Since I have begun working in the art and fashion fields I have always admired female fashion leaders, especially Diane von Furstengerg. She is elegant, dynamic, cultured, intelligent, successful, independent, sexy, and family oriented - needless to say, she is an icon among business women. I like how she lives her life and seems to know what kind of woman she wants to be and reflects that image onto her clothes. Other women want to wear her clothes, which means that other women like what she stands for - it's the strongest statement you can receive as a creator when you share with the world.
I also admire a number of my friends who are leaders in their specific field, one of them is Miwako Tezuka, who is the Director of the Japan Society Gallery in NY. It is great to see women succeeding and leading in industries all throughout the business world.
What do you want Onishi Gallery to accomplish in the next year?
I feel that art world is more and more accessible to people in general. Art is used to be a special field for just art professionals but now Chelsea has become more open to broader audience, especially the High Line which is right next to my gallery attracts many tourists all over the world. Galleries are becoming more mainstream and I enjoy finding new ways to make my exhibitions more accessible and enjoyable for visitors. I will enjoy introducing our Japanese arts and educating people with my expertise in Japanese culture in the next year.
The process we have initiated in our gallery of blending traditional Japanese arts with Western contemporary arts has been very successful and I want to continue that.

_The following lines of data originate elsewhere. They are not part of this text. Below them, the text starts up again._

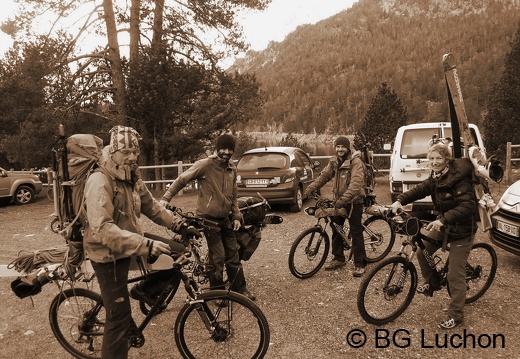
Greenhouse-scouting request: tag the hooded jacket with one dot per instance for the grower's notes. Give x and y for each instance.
(217, 192)
(114, 204)
(453, 197)
(349, 178)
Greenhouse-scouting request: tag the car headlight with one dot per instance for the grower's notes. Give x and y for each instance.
(509, 200)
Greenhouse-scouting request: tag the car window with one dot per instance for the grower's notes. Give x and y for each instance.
(303, 159)
(255, 161)
(415, 142)
(297, 162)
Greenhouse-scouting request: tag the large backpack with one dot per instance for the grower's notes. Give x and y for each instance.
(74, 159)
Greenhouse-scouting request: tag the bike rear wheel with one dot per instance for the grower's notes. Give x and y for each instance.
(379, 238)
(387, 290)
(77, 319)
(481, 268)
(309, 252)
(222, 324)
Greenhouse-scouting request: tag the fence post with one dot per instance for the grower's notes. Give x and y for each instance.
(508, 163)
(179, 171)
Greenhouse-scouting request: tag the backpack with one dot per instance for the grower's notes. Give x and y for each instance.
(73, 161)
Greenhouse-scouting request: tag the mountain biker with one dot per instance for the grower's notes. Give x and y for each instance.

I also want to grow the gallery's profile around the world, partnering with galleries in other countries. We have already partnered with a gallery in Paris, Galerie 16 RUE DE LILLE, and have been exchanging artists. We just had one of our ceramic artists, Hideto Maeda's solo exhibition at the gallery. We will be participating in more art fairs in different countries in the next year. I want to introduce and establish a passion for Japanese arts to other countries around the world.